Spark: I believe there is a broad consensus that digital platforms can be used to optimize information flows and data exchange with all participants in the transport chain. As a result of declining cargo volumes triggered by the consumer downturn, companies now have the resources to look at digital optimization in terms of processes. The last two years have been pivotal to the trend. The new movement towards a more platform-based economy got a big push. However, during that time all capacities were tied up in operations. Now a kind of digital catch-up effect is taking place.
At the end of 2022, Maersk and IBM announced the end of the supply chain service TradeLens. Why was the solution not successful, even though it mapped nearly half of the world's container traffic?
Wrage: The problem was the concentration on the shipping side of the market. Other leading carriers joined the platform initiated by Maersk and IBM. At the same time, competition between forwarders and shipping companies increased for pre-carriage and on-carriage services, which the shipping companies are increasingly looking to handle themselves. Maersk in particular is aggressively expanding its logistics business and is now one of the world's largest players in this sector. In such a competitive environment, freight forwarders were not willing to provide their data to the supply chain service TradeLens. The bottom line is that the main reason for the failure was the lack of platform neutrality.
To what extent was the failure also due to the blockchain technology used, and is the technology actually suitable for logistics?
Spark: TradeLens did not fail because of blockchain, but for the reasons already mentioned. In general, it is uncertain if and when blockchain will become commonly used in the logistics industry. One of the main strengths of this technology is absolute transparency across the entire chain, which makes it particularly interesting for financial transactions. Within the supply chain, however, it is important that only authorized parties have access to certain data and that not all information is freely available, due to the competitive situation.
This contradicts the principle of blockchain. In addition, issues of interoperability, for instance standardization, have not been resolved. The development of software is also far more complex than with normal platforms.
How do you rate open source solutions as alternatives for data consolidation between different parties along the transport chain?
Wrage: Cross-sectional functionalities, such as the digital bill of lading, do not have to be newly programmed by every provider. For this, open source solutions could absolutely become an alternative. As a software service provider, we are in a position to technically integrate open-source elements. However, issues such as support and liability must be clarified in advance. After all, we have a duty to our customers to ensure that our solutions work.

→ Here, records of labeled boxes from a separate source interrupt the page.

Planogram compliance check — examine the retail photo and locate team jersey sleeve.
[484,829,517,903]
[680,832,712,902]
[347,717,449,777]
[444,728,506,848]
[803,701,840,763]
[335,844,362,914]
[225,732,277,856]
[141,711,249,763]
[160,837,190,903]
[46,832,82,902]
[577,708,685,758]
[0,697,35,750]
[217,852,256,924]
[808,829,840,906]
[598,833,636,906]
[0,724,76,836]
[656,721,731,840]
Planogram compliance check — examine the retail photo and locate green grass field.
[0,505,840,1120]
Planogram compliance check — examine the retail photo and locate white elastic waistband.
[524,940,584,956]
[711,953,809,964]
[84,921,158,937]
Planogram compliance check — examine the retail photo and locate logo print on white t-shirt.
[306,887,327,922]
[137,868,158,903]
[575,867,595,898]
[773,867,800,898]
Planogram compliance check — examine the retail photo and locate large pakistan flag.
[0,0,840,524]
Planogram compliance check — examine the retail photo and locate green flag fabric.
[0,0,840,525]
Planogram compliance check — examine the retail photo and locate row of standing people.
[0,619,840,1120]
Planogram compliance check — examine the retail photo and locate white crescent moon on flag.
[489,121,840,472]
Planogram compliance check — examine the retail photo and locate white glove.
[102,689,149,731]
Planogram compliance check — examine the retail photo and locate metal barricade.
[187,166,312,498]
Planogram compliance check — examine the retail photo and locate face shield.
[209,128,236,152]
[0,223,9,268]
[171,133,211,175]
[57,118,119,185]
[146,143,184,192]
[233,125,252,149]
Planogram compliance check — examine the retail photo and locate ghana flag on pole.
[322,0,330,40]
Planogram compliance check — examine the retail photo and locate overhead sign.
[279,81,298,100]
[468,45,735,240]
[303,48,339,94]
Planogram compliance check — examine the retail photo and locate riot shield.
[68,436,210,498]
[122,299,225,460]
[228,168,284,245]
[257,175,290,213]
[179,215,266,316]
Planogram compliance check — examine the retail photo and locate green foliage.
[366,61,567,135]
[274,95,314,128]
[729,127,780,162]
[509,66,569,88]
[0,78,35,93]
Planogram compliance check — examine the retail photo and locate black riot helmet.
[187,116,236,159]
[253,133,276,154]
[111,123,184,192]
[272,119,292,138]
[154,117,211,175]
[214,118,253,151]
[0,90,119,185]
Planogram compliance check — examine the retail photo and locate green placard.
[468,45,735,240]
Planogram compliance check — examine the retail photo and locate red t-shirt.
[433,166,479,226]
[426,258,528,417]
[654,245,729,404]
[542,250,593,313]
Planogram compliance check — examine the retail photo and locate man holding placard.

What role can your platforms play in the exchange of sustainability data?
Spark: Just as today we know where the shipment is in terms of tracking, in a few years it will be a matter of course that we will also be able to determine the associated emissions. In the future, everyone involved in transport will have to prove the volume of emissions generated on their leg of the journey. We can bring this data together for the entire supply chain. That's the next collaboration project we're tackling. After all, we already map both the planning and actual data for air and sea freight supply chains through our platforms. It is therefore only a logical extension to also exchange sustainability data via these platforms.
"Cross-sectional functionalities, such as the digital bill of lading, do not have to be newly programmed by every provider. For this, open source solutions could absolutely become an alternative."